# Training Doneks



## TheGame (Apr 17, 2008)

Can some of you Donek owners please share your training methods?


----------



## outcold00 (Aug 6, 2007)

My uncle used to have Doneks. He would let a tippler go with a couple of doneks. The tippler would lead the doneks up high and keep them flying over the loft. Then when they get just like he wanted them he would whistle real loud. The doneks would dive and spin and the tippler would stay up.


----------



## Axilleas (Jan 22, 2010)

Hi there mate !!Tippler is the worse bird to let Doneks fly with...This is how i traine my young Greek Doneks > I let out 2 old with 1 youngsta and wait for them to climb to a height maybe 1000 feet;then I toss out my droppers.Everytime you have to do this in a same way... from same position ....I keep doing this until young bird learns. 


*Greek Doneks*


----------



## outcold00 (Aug 6, 2007)

Axilleas said:


> Hi there mate !!Tippler is the worse bird to let Doneks fly with...This is how i traine my young Greek Doneks > I let out 2 old with 1 youngsta and wait for them to climb to a height maybe 1000 feet;then I toss out my droppers.Everytime you have to do this in a same way... from same position ....I keep doing this until young bird learns.
> 
> 
> *Greek Doneks*


The tippler keeps the doneks above the loft and makes them climb. My uncle had Macedonian doneks imported from Tetovo. He never used droppers he would whistle and they would freeze then dive and twirl.


----------



## Axilleas (Jan 22, 2010)

Your uncle wasnt traning his Doneks i guess they were already trained ..Still make em fly with Tippler would effect their performance my friend. ; I am from where this birds originaly came from Greece/Macedonia this is how we traine our birds for 100s of years....Doneks r high flyers so ; you dont need another breed to make em climb......Some ppl use another breed to keep them flying over the loft ....but that cant be tippler..Tippler wont dive with Doneks when you toss ur droppers or>(whistle)..and ur young birds will stay in the air with ur tippler...You want em to learn > dive n spinn with ur signal..


----------



## TheGame (Apr 17, 2008)

Thanks for the tip.
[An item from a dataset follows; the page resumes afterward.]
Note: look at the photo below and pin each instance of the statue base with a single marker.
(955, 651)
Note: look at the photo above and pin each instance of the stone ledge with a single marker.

How would I train young babies if I dont have any adults to send them up with?? 

Thanks


----------



## tasos296 (Dec 29, 2007)

take each baby with your other birds out and release them
facing the coop.They have to get the confort of the outside enviroment
I would send you training birds if you like.Live in US.


----------



## TheGame (Apr 17, 2008)

I appreciate your offer however I dont even know If i will have my birds still within the end of this year. Pops got a new job and might be moving, which means the house would have to go up for sale and etc.... I will be giving my birds to my friend to hold.


----------



## TheGame (Apr 17, 2008)

Anyone here that is experienced with Doneks that I could speak to over the phone for training instructions???


----------